Dare dei soldi a qualcuno per procurare alla figlia un posto di lavoro è non solo una prassi illecita ma anche contraria la “buon costume” per cui il denaro versato non può in nessun caso essere richiesto, applicandosi il principio della “soluti retentio”, vale a dire della ritenzione di ciò che è stato pagato, e non quello dell’«indebito oggettivo». Lo ha stabilito la Corte di cassazione, ordinanza n. 8169 del 3 aprile 2018, accogliendo il ricorso del presunto “mediatore” che millantando importanti «conoscenze» presso il Banco di Napoli era riuscito a farsi dare 20mila euro a titolo di compenso per il posto promesso. Siccome l’assunzione non era andata a buon fine, il padre della ragazza aveva proposto domanda di restituzione della somma affermando che il convenuto era stato assolto per prescrizione dalle denunzia per truffa e millantato credito.
In primo grado, il Tribunale di Torre Annunziata aveva rigettato la domanda per mancanza di prove ma la Corte di appello di Napoli, riformando la decisione, ha condannato l’appellato alla restituzione di quanto percepito, oltre interessi e spese legali, affermando che «non doveva trovare applicazione la soluti retentio ma la disciplina dell’indebito oggettivo, poiché il versamento di denaro era avvenuto in violazione anche di norme imperative e non del buon costume».
La questione, oltre che per la sua particolarità, si sottolinea perché sottende un contrasto giurisprudenziale.

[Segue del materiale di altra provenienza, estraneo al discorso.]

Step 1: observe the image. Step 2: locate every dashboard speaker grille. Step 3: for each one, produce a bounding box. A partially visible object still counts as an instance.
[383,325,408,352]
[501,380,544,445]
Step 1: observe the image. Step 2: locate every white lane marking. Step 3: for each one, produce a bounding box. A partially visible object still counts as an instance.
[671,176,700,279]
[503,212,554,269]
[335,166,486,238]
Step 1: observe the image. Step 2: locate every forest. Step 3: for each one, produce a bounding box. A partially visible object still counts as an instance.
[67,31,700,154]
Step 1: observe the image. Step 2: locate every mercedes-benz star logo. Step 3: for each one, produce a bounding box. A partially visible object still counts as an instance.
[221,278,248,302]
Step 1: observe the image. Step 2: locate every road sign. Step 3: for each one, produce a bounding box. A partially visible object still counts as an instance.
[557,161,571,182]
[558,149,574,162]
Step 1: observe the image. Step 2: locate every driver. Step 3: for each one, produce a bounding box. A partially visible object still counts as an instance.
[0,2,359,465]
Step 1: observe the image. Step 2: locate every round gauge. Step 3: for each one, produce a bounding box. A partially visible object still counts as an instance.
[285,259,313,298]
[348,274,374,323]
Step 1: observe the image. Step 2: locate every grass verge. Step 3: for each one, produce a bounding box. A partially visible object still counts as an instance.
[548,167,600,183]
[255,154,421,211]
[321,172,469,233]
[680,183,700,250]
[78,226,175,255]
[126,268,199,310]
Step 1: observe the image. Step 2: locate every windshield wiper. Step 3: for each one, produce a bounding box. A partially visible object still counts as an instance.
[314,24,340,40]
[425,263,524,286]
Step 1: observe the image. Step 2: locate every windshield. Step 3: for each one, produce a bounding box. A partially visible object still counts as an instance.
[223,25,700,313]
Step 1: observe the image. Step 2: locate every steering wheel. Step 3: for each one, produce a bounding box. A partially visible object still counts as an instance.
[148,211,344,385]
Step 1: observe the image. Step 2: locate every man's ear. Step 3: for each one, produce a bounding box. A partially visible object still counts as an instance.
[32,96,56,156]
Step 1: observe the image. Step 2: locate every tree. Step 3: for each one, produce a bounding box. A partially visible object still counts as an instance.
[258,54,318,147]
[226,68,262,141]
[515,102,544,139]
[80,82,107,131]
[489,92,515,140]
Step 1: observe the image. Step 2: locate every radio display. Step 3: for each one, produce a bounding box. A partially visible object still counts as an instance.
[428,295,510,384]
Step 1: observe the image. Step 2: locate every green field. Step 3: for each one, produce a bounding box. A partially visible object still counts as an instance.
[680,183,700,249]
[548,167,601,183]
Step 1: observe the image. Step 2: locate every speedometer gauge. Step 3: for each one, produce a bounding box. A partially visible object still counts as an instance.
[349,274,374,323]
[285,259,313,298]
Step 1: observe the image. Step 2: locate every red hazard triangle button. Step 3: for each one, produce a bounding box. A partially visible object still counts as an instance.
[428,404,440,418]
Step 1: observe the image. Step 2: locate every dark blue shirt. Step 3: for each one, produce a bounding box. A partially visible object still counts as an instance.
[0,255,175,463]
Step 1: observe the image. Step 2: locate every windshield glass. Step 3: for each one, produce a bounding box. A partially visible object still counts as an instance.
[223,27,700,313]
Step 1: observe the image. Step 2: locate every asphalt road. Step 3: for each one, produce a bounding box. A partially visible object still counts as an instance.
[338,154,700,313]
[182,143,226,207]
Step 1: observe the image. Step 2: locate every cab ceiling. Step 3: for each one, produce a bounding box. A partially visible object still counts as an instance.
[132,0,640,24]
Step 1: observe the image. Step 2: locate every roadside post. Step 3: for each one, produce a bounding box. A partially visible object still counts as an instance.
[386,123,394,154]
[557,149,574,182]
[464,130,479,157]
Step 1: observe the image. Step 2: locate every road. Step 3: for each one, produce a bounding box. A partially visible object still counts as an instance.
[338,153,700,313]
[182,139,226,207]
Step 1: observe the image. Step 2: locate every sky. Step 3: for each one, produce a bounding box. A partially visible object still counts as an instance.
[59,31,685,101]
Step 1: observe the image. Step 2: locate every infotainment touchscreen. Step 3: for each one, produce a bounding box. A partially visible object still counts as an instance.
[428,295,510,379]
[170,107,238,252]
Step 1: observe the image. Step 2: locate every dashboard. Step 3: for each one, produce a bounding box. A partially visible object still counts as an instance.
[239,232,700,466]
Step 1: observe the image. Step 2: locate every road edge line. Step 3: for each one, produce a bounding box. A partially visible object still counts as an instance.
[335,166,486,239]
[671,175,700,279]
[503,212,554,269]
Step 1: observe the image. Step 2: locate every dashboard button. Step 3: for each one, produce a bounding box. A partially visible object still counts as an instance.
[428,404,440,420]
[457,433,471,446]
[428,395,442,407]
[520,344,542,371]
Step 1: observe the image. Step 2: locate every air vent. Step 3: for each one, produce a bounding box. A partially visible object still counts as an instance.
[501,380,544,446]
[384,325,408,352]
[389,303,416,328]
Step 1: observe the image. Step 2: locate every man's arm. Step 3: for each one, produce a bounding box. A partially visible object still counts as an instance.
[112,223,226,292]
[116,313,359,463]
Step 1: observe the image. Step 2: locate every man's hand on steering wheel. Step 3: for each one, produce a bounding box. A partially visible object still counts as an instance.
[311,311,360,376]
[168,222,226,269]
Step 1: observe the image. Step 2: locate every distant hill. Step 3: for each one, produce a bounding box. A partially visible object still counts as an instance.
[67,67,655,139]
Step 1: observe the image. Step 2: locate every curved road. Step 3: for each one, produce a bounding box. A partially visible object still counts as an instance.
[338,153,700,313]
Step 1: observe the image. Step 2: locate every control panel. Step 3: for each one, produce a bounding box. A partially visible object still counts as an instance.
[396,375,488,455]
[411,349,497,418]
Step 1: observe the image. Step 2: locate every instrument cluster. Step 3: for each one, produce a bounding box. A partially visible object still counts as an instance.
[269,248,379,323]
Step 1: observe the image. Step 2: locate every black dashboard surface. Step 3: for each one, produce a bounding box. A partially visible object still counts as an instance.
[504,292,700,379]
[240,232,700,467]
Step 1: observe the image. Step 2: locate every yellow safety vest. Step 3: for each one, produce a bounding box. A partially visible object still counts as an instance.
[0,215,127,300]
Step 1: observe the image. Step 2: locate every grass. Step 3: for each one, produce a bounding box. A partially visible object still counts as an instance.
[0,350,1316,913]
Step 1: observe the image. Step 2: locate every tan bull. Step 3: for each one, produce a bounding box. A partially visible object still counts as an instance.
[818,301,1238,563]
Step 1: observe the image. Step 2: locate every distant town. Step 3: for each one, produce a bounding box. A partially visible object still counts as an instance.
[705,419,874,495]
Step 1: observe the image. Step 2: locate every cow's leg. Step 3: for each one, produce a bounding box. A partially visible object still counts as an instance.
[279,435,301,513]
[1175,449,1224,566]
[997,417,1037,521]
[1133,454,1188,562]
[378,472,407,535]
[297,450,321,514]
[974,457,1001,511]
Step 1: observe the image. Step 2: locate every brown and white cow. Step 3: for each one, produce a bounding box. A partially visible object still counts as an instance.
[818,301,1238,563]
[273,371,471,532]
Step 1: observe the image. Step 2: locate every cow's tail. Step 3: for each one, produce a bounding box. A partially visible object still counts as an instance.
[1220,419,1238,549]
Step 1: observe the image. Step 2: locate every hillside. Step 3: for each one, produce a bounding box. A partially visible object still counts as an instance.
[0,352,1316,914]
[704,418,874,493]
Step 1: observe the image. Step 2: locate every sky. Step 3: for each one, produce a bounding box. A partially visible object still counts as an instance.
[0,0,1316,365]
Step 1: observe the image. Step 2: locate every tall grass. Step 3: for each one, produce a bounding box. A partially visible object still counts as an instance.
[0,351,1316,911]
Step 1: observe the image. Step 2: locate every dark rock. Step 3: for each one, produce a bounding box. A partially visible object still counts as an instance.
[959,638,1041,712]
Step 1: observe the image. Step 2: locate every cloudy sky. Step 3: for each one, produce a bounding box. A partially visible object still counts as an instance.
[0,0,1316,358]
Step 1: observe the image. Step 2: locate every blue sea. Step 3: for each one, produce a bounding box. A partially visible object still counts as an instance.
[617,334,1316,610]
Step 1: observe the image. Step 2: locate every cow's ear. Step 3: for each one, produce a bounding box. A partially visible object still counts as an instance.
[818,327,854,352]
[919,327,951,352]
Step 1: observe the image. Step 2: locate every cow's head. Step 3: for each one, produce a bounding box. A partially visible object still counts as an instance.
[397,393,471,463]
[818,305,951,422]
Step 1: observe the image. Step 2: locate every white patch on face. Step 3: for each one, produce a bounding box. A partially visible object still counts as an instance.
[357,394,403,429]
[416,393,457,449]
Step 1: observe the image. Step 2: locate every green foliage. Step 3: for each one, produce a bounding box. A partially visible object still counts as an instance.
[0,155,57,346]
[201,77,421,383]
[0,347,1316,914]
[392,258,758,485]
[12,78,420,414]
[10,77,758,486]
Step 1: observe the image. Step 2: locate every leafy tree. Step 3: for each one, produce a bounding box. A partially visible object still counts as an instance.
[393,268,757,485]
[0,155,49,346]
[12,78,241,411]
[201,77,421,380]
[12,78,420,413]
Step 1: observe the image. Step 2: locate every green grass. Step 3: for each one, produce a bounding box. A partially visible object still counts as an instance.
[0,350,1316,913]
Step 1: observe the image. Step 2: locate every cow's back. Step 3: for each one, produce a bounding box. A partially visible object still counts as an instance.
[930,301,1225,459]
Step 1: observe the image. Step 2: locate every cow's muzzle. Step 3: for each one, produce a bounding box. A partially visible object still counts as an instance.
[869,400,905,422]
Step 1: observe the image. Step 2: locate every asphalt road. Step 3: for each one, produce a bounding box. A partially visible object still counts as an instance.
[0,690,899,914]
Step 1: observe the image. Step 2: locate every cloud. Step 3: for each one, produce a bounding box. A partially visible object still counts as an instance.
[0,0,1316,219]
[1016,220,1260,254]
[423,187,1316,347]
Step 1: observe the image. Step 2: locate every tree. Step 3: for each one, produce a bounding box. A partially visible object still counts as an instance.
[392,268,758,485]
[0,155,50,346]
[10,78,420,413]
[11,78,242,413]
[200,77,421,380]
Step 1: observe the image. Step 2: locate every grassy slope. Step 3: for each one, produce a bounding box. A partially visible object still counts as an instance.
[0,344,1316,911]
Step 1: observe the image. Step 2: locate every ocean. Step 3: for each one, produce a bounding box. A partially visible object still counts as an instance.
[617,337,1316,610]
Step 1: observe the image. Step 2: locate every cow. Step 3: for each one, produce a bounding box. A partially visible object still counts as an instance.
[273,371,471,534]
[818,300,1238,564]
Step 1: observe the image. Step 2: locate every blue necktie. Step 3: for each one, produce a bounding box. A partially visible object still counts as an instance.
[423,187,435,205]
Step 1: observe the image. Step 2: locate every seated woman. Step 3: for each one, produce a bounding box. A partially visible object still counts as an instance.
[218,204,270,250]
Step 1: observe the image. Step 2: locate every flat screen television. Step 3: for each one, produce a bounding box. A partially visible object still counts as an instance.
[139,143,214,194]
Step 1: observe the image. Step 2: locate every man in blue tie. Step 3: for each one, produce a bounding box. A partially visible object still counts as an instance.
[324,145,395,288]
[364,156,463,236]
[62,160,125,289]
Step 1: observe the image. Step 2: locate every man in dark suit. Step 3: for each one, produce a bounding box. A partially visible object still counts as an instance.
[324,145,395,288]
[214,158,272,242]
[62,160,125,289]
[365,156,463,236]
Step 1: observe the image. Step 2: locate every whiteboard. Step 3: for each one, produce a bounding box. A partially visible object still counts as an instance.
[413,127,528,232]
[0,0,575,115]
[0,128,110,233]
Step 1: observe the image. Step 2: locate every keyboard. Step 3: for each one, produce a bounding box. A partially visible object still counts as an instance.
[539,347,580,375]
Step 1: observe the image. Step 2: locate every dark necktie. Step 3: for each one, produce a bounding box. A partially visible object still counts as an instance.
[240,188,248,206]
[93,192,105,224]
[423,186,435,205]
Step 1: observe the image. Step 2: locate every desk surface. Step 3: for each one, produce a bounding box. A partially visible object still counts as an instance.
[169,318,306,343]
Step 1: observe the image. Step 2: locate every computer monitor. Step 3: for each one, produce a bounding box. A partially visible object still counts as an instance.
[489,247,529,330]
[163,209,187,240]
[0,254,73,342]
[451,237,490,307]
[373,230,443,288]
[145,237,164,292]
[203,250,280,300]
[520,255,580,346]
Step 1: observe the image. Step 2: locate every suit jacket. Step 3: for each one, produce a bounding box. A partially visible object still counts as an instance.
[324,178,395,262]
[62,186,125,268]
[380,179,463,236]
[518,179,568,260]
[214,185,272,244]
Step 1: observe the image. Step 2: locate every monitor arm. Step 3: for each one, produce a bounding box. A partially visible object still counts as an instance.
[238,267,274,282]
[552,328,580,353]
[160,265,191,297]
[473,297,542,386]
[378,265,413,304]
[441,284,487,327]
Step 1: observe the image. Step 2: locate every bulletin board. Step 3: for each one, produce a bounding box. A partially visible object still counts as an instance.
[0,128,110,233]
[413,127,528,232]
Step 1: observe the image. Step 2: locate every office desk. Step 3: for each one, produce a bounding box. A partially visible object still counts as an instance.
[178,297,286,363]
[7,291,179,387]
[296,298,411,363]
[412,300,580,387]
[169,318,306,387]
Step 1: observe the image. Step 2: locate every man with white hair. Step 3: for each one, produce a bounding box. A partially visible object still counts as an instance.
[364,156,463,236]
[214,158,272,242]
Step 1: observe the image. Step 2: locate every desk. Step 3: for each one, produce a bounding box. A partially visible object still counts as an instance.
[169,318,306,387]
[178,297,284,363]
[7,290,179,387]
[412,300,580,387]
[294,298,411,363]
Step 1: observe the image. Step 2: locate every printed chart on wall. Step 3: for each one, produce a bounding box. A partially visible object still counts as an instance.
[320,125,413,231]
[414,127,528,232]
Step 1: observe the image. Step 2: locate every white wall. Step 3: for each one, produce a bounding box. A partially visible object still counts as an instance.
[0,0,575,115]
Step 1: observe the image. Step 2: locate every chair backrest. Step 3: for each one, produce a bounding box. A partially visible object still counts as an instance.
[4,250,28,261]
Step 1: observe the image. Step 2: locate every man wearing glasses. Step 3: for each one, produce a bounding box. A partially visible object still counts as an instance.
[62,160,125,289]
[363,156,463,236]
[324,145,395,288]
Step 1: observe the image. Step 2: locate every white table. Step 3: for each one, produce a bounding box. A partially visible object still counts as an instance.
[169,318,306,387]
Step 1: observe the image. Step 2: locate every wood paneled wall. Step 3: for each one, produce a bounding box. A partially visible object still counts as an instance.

L’ordinanza ricorda che la Cassazione in passato ha affermato che la «nozione di negozio contrario al buon costume comprende (oltre ai negozi che infrangono le regole del pudore sessuale e della decenza) anche i negozi che urtano contro i principi e le esigenze etiche della coscienza collettiva, elevata al livello di morale sociale, in un determinato momento ed ambiente». Aggiungendo che sono irripetibili, ai sensi dell’articolo 2035 del codice civile, i soli esborsi fatti per uno scopo contrario al buon costume, ma non le prestazioni fatte in esecuzione di un negozio illegale per contrarietà a norme imperative (n. 5371/1987). Più recentemente i giudici di legittimità hanno scritto che «chi ha versato una somma di denaro per una finalità truffaldina o corruttiva non è ammesso a ripetere la prestazione, perché tali finalità, certamente contrarie a norme imperative, sono da ritenere anche contrarie al buon costume» (n. 9441/2010). Nello stesso anno però una ulteriore decisione (35352/2010) ha stabilito che la «natura illecita del patto intercorso con la vittima di una truffa non impedisce la condanna dell’imputato alla restituzione della somma di denaro versatagli dalla vittima, perché solo la prestazione contraria al buon costume sarebbe assoggettata alla soluti retentio, mentre l’illiceità della causa del contratto per contrarietà all’ordine pubblico determinerebbe l’applicazione della disciplina dell’indebito oggettivo».
Per la VI sezione civile va confermato il precedente indirizzo. Infatti, spiega la decisione, la consegna di una somma di denaro «ai fini di un interessamento per l’ottenimento di un posto di lavoro mentre configura certamente un negozio contrario a norme imperative, e quindi illecito, integra anche gli estremi del negozio contra bonos mores, posto che è contrario al concerto di buon costume comunemente accettato il comportamento di chi paghi del denaro per ottenere in cambio un posto di lavoro (e ciò a prescindere dall’esito, magari anche negativo, della trattativa immorale)». La Corte napoletana, tuttavia, continua la Cassazione, pur ricostruendo in talo modo la fattispecie, è pervenuta alla «non condivisibile conclusione secondo cui se la condotta, oltre ad essere immorale, è anche illecita per contrarietà all’ordine pubblico, non si applicherebbe il regime dell’art. 2035 del c.c.». Va invece ribadito, conclude l’ordinanza, che la «contemporanea violazione, da parte di un medesima prestazione, tanto dell’ordine pubblico quanto del buon costume, attingendo ad un livello di maggiore gravità, deve ricevere il trattamento previsto per la prestazione che sia soltanto lesiva del buon costume». Ne consegue che il pagamento «non poteva, come ha sostenuto la Corte d’appello, essere inquadrato nell’ipotesi dell’indebito oggettivo, bensì imponeva l’applicazione dell’art. 2035 c.c.», secondo il noto brocardo romanistico per cui «in pari causa turpitudinis melior est condicio possidentis».